In this randomized, double-blinded, placebo-controlled study, patients undergoing RLPN received either intravenous ulinastatin (100,000 units/10 kg; ulinastatin group, n = 35) or the same volume of normal saline (control group, n = 35) for 1 h starting 10 min before renal artery clamping. The primary outcome was incidence of postoperative AKI. Secondary outcomes were levels of serum creatinine, estimated glomerular filtration rate (eGFR), cystatin C, and inflammatory markers and were measured before operation and at 1, 24, 48, and 72 h postoperatively.

RESULTS

The incidence of postoperative AKI was 18% in the ulinastatin group, whereas it was 30% in the control group (p = 0.251). No significant differences in postoperative changes of serum creatinine, eGFR, or cystatin C were observed between the two groups.

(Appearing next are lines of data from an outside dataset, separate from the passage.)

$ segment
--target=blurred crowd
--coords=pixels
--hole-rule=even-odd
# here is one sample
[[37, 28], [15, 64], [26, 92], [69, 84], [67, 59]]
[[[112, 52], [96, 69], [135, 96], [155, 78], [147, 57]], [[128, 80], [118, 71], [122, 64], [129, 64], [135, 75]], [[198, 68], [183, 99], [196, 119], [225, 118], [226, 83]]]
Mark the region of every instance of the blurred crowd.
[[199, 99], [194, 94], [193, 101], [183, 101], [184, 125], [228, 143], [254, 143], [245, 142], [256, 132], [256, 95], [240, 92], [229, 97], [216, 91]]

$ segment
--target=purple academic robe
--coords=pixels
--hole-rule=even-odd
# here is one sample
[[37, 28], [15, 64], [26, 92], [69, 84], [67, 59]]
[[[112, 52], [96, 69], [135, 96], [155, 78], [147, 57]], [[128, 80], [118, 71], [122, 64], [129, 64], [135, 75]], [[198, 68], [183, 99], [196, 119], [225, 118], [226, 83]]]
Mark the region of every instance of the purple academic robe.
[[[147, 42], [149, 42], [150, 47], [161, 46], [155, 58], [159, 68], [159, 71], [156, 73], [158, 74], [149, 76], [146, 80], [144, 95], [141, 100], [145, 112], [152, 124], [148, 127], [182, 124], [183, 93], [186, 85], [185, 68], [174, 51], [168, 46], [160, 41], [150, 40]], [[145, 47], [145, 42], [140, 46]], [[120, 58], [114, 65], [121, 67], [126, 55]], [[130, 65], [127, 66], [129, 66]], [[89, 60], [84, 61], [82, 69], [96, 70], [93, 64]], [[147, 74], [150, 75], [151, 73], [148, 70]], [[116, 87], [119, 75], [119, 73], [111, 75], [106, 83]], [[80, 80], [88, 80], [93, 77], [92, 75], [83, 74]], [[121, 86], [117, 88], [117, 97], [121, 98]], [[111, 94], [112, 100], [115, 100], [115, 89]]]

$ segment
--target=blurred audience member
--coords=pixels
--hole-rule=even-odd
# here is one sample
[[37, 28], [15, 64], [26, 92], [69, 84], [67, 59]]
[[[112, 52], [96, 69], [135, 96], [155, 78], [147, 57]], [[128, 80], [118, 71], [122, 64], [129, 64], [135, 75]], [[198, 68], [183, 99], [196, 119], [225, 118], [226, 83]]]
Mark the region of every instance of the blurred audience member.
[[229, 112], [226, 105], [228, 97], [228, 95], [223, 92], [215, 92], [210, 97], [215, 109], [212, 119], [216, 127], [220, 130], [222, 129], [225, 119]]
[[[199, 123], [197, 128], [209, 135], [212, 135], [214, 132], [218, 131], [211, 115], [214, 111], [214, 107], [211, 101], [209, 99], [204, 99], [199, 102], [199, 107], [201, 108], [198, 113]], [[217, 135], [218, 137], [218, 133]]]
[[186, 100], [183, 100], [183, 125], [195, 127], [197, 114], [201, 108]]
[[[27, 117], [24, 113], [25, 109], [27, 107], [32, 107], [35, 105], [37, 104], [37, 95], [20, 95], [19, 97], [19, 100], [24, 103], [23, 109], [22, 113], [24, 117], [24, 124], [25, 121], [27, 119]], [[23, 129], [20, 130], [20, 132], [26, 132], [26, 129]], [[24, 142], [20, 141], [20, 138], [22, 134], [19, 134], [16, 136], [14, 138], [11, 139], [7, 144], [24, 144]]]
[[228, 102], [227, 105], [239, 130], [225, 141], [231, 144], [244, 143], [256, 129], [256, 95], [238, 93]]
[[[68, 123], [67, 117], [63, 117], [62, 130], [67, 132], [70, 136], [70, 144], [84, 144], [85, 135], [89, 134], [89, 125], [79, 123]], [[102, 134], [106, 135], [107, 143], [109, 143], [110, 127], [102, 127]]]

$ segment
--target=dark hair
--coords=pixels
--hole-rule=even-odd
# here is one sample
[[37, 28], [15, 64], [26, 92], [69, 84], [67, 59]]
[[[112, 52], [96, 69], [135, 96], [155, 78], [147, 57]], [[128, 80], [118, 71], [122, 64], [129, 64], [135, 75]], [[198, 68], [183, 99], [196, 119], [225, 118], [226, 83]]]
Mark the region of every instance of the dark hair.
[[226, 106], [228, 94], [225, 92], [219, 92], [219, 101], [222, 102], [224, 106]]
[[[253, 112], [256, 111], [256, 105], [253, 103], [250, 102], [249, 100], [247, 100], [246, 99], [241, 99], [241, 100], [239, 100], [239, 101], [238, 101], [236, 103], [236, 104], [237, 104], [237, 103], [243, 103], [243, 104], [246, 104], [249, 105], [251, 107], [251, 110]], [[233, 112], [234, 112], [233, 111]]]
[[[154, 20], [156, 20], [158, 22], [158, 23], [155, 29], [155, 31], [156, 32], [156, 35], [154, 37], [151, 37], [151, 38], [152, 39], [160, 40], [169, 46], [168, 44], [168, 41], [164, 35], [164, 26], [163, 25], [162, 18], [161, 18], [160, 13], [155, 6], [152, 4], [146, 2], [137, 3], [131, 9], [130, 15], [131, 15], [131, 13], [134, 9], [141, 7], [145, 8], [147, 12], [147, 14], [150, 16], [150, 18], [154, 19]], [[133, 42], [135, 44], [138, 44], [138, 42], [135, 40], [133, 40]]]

Postoperative inflammatory markers including C-reactive protein, white blood cell count, and neutrophil percentage were significantly increased until 72 h after operation compared to the preoperative values in both groups, with no significant differences between the groups.

CONCLUSIONS

Administration of ulinastatin (100,000 units/10 kg) during the warm ischemia and reperfusion periods did not show any beneficial effects on postoperative kidney function or inflammatory responses in patients undergoing RLPN.

摘要

背景

机器人辅助腹腔镜部分肾切除术(RLPN)是治疗小肾肿瘤的新兴技术。尽管 RLPN 有许多优点,但在肾动脉夹闭期间不可避免地会发生缺血性肾损伤。据报道,部分肾切除术后急性肾损伤(AKI)的总发生率高达 39%。此外,尚未证明部分肾切除术后有效的药物保护作用。乌司他丁通过其抗炎和抗氧化作用可保护肾脏免受缺血/再灌注损伤。因此,本研究旨在评估乌司他丁对 RLPN 患者术后肾功能的影响。

方法

在这项随机、双盲、安慰剂对照研究中,接受 RLPN 的患者在肾动脉夹闭前 10 分钟开始静脉内给予乌司他丁(100,000 单位/10kg;乌司他丁组,n=35)或相同体积的生理盐水(对照组,n=35),持续 1 小时。主要结局是术后 AKI 的发生率。次要结局是术前和术后 1、24、48 和 72 小时的血清肌酐、估算肾小球滤过率(eGFR)、胱抑素 C 和炎症标志物水平。

结果

乌司他丁组术后 AKI 的发生率为 18%,而对照组为 30%(p=0.251)。两组术后血清肌酐、eGFR 或胱抑素 C 的变化无显著差异。与术前相比,两组术后炎症标志物(包括 C 反应蛋白、白细胞计数和中性粒细胞百分比)均显著升高,且两组之间无显著差异。

结论

在 RLPN 患者的热缺血和再灌注期间给予乌司他丁(100,000 单位/10kg)并未显示对术后肾功能或炎症反应有任何有益影响。